GAZA: Le Hamas a affirmé dimanche qu'il n’autorisera l'accès du CICR aux otages israéliens de Gaza que si des couloirs humanitaires sont ouverts vers le territoire palestinien, selon un communiqué de sa branche armée.

"Les Brigades Qassam sont prêtes à répondre positivement et à accepter toute demande de la Croix-Rouge pour livrer de la nourriture et des médicaments aux prisonniers ennemis", déclare ce communiqué.

"Pour accepter cela, nous stipulons que des corridors humanitaires doivent être ouverts normalement et de manière permanente pour le passage de nourriture et de médicaments à tout notre peuple dans toutes les zones de la bande de Gaza", pose comme condition le groupe islamiste.

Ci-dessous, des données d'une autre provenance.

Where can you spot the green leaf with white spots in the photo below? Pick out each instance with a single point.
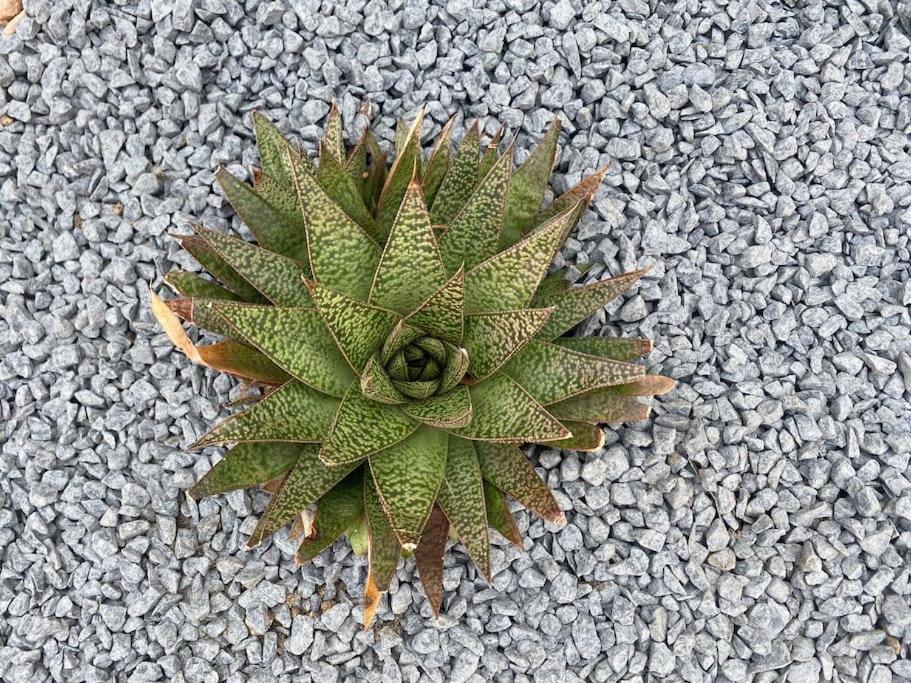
(492, 153)
(336, 180)
(441, 314)
(363, 426)
(383, 550)
(455, 368)
(459, 181)
(406, 164)
(604, 406)
(462, 499)
(272, 146)
(438, 164)
(573, 305)
(337, 512)
(334, 136)
(586, 437)
(276, 277)
(209, 259)
(580, 195)
(493, 338)
(507, 468)
(293, 412)
(499, 517)
(615, 348)
(272, 228)
(504, 411)
(376, 385)
(449, 410)
(429, 557)
(410, 268)
(342, 255)
(246, 465)
(194, 285)
(552, 373)
(408, 476)
(295, 339)
(359, 329)
(509, 279)
(529, 182)
(474, 233)
(307, 482)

Le Hamas pose comme autre condition "que l'activité aérienne ennemie, sous toutes ses formes, cesse pendant les périodes où les colis sont reçus par les prisonniers".

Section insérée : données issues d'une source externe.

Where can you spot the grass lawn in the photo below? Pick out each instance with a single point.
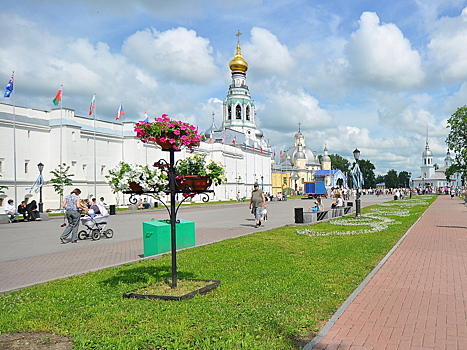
(277, 290)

Le Premier ministre israélien, Benjamin Netanyahu, a sollicité dimanche soir l'aide du CICR pour fournir "nourriture" et "traitement médical" aux otages israéliens dans la bande de Gaza.

Le CICR n'a fait aucun commentaire public sur cette demande.

"Les Brigades Qassam ne privent pas délibérément les prisonniers de nourriture, mais ils mangent ce que nos combattants et tout notre peuple mangent", soutient le mouvement, qui prévient: les otages "ne recevront aucun traitement de faveur tant que se poursuivront le blocus et la politique de famine".

La publication depuis jeudi par le mouvement islamiste palestinien et son allié du Jihad islamique de trois vidéos montrant deux otages israéliens très affaiblis, a ravivé en Israël le débat sur la nécessité d'arriver au plus vite à un accord pour libérer ces captifs, enlevés lors de l'attaque sans précédent du Hamas en Israël du 7 octobre 2023.

Sur les images, les deux captifs, Rom Breslevski et Evyatar David, sont apparus très affaiblis et amaigris, dans une mise en scène visant à faire le parallèle avec la situation humanitaire à Gaza.

La séquence montrant Evyatar David semblant creuser sa propre tombe, pelle à la main, dans un étroit tunnel où il est détenu a particulièrement choqué les Israéliens.